The difference between the two is generally described as "spread" as opposed to margin. Margin is more easily understood in a simple retail environment, where it is derived from profit/revenue. At a product level - say the purchase and sale of a tin of baked beans - it is gross margin. After the wages of the shop staff and delivery boy have been taken into account, it becomes the net margin.

Banks borrow funds from many sources, the composite of which is "cost of funds". They then lend it out in a multiplicity of ways, at different "spreads" to the cost of funds. In no way does the process equate to the buying and selling of baked beans, hence the confusion of equating interest spread with operating margins.

>>What of their assetts, bricks mortar land, their assets have grown by over 700% in the past 10 years.<<

This is probably the hardest concept to grasp, apparently. Yabby explained it, but it's probably worth revisiting.

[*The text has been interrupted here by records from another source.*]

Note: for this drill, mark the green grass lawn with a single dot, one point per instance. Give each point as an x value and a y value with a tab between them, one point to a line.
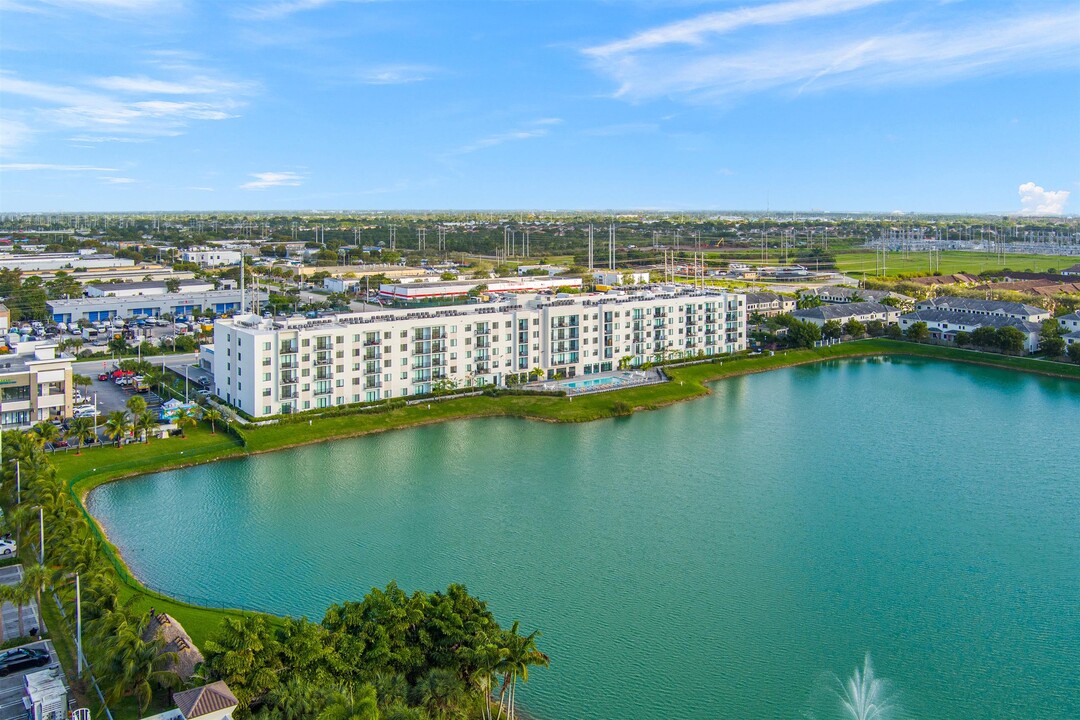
96	465
952	261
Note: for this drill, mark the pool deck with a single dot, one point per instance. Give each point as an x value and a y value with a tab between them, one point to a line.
621	379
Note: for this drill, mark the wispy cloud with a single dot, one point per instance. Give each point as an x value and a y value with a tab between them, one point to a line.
280	9
51	166
105	109
535	128
264	180
394	75
1035	200
711	58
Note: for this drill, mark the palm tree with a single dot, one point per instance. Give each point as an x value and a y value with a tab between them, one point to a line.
134	666
352	704
213	416
46	431
144	423
185	418
136	404
117	425
82	431
34	579
521	653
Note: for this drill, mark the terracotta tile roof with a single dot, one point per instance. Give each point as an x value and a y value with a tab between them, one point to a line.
198	702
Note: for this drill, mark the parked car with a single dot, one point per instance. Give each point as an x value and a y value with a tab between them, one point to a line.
21	659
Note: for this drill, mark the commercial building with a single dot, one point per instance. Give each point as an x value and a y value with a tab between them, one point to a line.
417	293
29	263
270	366
175	303
145	288
864	312
35	384
984	308
211	257
613	277
840	294
768	304
944	324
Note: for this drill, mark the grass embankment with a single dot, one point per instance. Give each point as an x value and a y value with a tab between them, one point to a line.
950	261
103	464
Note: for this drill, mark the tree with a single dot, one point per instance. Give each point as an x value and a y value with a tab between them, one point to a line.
117	425
144	423
1011	339
185	418
918	331
246	655
136	404
48	432
212	416
854	328
521	653
1051	341
82	431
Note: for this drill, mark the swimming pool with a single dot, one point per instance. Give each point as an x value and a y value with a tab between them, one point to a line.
592	382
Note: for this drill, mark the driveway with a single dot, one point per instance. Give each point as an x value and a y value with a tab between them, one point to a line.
11	687
12	575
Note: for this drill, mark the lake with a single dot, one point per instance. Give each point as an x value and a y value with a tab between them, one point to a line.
728	557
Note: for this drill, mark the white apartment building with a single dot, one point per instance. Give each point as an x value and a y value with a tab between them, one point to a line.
269	366
211	257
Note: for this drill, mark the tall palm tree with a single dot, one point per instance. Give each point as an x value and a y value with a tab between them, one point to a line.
134	666
117	425
213	416
352	704
185	418
46	431
136	404
82	431
144	423
521	653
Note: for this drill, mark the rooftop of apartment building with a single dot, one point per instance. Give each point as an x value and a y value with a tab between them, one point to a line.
512	303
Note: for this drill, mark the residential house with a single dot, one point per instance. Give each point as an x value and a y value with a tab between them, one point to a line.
864	312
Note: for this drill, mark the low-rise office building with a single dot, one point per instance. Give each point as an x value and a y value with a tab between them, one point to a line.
270	366
211	257
864	312
145	288
35	385
450	289
944	325
175	303
768	304
984	308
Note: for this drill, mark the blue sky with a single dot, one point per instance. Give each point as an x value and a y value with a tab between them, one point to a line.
833	105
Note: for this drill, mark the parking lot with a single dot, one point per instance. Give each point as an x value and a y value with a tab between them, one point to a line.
12	575
11	687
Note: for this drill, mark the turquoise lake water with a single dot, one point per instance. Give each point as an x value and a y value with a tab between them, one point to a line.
723	558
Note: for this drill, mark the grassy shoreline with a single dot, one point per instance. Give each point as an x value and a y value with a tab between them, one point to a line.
96	466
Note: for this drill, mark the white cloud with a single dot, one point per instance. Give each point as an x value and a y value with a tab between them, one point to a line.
394	75
1037	201
809	56
264	180
694	31
51	166
535	128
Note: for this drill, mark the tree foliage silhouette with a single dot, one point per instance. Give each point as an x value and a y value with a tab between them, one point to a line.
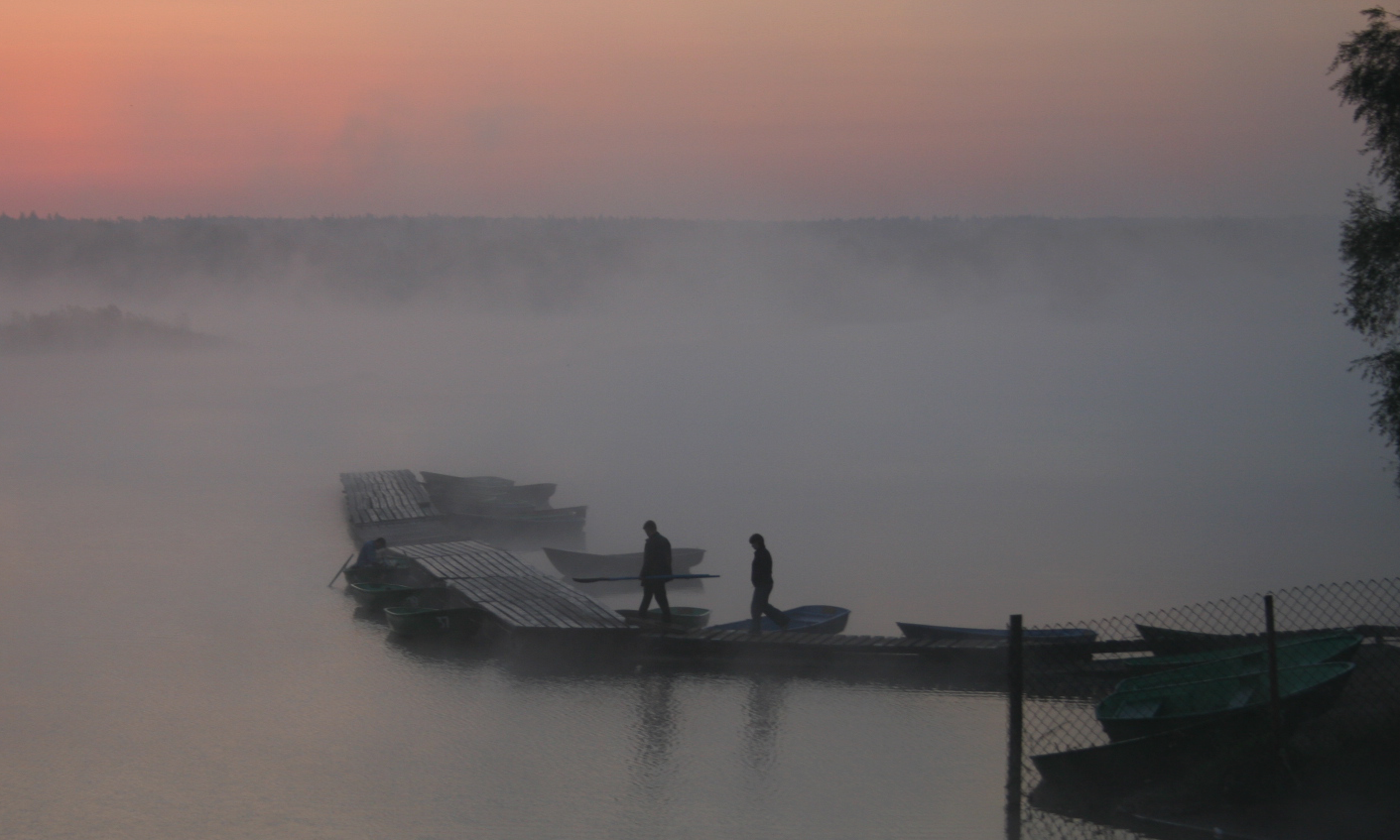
1371	234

When the bank lends you money, it records it as an asset, carrying a term and an interest rate. In order to lend you the money in the first place, it has to borrow it from somewhere. That is recorded in the books as a liability, also carrying a term and an interest rate. So the growth in assets of "over 700% in the past 10 years" will be matched by a similar growth in liabilities.

It cannot work any other way. That's why we have double-entry bookkeeping.

And the continuing ignorance of the fractional reserve system is, frankly, frightening.

>>...it means that if you deposit $100 then the Bank can loan say $1000 to somebody else<<

But they must borrow the money in order to do so. It is not "created out of thin air".